This research aims to test the effect of financial ratios to financial distress at a manufacturing company listed on Indonesia Stock Exchange (IDX) in period 2008-2013. This research is a replication with modification of the research Baimwera and Muriuki (2014) which proposed that only growth and profitability ratio that affect financial distress. Researcher employed six independent variables that could be expected to affect the occurrence of financial distress. The sixth variables are the Earnings Before Interest and Tax (EBITTA), Working Capital to Total Assets (WCTA), Market Value of Equity to Book Value of Total Liability (MVTL), Retained Earnings to Total Assets (RETA), Sales to Total Assets (SATA), and Cash Flows from Operating to Total Assets (CFOTA). Data were tested at one year and two years prior to the occurrence of financial distress. The data used in this research are secondary data which obtained from the Indonesian Capital Market Directory (ICMD). Probability sampling method is used to select the sample of firms that have the status of financial distress. Simple random is used to select the firm which has the negative Earning per Share (EPS) for two consecutive years in 2010 and 2013. The criteria produces 66 companies as research samples, divided into 33 companies with financial distress, 33 companies of non financial distress, and 599 total observations. The results showed that only the ratio of “Earnings Before Interest and Tax to Total Asset” (EBITTA) that affect both financial distress on one or two years before financial distress.

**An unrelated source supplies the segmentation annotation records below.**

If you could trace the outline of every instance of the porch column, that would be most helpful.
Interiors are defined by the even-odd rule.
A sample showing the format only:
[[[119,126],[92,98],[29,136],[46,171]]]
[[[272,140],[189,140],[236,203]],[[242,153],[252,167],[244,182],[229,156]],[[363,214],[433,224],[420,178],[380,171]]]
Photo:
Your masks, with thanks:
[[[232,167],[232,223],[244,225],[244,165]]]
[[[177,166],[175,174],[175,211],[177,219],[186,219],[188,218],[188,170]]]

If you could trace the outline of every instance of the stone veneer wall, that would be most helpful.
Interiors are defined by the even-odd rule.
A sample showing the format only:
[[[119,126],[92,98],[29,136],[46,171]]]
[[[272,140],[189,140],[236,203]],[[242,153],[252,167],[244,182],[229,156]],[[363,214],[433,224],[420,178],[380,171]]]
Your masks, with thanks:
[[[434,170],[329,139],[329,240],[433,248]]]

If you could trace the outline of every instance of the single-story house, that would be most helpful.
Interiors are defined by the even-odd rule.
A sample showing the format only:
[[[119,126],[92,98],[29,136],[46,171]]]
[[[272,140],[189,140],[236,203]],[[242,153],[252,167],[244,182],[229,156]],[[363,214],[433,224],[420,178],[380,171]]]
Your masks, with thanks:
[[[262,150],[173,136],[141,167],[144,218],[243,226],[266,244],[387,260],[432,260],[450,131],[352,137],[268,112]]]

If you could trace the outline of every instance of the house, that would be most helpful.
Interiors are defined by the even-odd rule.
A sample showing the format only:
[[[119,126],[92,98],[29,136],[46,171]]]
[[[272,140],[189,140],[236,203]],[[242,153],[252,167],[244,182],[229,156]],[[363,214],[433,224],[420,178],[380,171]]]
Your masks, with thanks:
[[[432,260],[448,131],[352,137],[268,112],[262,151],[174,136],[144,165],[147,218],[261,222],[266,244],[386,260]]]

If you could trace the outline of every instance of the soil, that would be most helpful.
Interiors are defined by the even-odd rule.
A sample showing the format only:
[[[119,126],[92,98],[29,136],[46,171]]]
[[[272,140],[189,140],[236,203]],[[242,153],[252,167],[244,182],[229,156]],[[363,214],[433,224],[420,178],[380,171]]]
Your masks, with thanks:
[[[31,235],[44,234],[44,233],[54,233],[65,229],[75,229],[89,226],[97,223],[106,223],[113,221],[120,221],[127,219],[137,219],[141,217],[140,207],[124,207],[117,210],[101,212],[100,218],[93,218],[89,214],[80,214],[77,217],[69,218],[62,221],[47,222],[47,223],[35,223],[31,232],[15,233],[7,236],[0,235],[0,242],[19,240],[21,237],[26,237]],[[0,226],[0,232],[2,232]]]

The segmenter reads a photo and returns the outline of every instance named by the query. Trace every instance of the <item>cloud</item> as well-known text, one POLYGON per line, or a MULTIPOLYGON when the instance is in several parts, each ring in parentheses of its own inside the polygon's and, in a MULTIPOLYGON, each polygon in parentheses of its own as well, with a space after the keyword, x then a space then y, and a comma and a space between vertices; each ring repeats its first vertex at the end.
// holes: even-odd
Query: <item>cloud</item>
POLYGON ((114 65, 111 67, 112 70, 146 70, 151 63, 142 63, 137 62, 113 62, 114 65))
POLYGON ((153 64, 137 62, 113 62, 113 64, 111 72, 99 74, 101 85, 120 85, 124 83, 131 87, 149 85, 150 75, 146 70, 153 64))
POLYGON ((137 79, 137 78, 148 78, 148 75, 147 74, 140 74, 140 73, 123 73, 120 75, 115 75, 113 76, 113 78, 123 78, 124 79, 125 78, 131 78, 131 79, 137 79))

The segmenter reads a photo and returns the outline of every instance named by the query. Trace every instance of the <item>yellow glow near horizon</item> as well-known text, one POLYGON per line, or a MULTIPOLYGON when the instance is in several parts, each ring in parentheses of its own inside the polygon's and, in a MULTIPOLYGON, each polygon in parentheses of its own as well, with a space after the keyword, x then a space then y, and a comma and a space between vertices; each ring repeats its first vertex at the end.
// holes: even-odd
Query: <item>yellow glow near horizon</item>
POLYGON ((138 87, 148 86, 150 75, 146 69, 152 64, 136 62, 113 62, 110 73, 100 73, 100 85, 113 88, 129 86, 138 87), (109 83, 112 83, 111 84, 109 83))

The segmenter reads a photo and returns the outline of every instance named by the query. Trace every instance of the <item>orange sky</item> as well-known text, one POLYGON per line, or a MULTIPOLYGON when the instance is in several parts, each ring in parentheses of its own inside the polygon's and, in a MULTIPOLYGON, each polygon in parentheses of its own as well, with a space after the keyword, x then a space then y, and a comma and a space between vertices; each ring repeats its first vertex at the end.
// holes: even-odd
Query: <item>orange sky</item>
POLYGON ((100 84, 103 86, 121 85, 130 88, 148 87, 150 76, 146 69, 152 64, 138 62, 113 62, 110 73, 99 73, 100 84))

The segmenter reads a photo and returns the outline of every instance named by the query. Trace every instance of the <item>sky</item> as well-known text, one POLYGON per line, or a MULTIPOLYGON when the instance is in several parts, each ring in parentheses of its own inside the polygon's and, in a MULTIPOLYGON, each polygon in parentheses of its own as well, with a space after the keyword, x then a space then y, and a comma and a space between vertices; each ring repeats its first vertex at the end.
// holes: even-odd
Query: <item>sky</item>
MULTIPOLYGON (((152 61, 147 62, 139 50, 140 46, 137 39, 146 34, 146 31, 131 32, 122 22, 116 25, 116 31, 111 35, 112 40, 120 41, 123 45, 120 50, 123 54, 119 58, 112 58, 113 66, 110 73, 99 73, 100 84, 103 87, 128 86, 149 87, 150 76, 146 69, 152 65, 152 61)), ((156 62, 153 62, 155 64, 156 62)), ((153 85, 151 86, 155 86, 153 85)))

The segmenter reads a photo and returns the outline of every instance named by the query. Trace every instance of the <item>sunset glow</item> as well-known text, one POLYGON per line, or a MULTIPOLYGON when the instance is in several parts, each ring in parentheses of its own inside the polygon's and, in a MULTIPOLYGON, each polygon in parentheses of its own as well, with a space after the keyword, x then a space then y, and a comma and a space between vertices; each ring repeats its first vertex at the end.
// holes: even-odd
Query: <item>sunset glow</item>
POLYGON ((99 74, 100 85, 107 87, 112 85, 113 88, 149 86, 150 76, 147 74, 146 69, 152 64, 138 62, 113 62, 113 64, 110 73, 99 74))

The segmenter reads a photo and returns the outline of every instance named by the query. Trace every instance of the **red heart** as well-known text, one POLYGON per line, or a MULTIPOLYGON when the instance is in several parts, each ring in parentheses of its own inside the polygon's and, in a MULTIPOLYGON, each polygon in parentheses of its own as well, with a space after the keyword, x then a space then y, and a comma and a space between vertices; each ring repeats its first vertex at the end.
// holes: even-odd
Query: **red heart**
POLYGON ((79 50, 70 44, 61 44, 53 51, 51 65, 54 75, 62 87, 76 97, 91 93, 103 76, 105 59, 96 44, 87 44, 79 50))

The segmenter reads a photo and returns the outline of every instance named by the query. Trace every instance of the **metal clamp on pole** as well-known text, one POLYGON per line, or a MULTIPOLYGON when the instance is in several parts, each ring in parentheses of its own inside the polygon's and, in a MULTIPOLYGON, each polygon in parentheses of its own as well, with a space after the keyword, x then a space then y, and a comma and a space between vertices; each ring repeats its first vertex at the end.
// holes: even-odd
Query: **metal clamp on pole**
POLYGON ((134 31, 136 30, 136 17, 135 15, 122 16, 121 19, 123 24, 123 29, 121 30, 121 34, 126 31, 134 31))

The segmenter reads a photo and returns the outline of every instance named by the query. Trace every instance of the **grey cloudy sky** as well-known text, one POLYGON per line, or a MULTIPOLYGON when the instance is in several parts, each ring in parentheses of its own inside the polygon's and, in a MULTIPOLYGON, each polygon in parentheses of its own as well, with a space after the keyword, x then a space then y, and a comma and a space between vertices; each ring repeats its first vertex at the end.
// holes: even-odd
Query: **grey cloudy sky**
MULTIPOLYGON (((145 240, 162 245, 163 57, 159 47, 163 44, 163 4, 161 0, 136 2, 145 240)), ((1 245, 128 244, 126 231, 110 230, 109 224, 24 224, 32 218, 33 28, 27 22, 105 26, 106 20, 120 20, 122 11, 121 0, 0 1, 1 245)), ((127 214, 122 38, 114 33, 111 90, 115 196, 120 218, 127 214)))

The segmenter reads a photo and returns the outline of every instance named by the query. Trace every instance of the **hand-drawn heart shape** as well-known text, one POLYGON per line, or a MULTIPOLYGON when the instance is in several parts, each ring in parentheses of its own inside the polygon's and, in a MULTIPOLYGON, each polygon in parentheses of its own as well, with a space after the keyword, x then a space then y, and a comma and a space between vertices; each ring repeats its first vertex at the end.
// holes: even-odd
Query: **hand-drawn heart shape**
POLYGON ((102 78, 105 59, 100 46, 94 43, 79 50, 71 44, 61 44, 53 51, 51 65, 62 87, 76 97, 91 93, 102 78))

The results of data analysis using logistic regression yield prediction accuracy of 69.4% on the year before financial distress and 54.2% in the two years before the financial distress.

Item Type:Thesis (Undergraduate)
Additional Information:Financial Distress, financial ratios, earning per share, logistic regression
Uncontrolled Keywords:Financial Distress, financial ratios, earning per share, logistic regression
Subjects:H Social Sciences > H Social Sciences (General)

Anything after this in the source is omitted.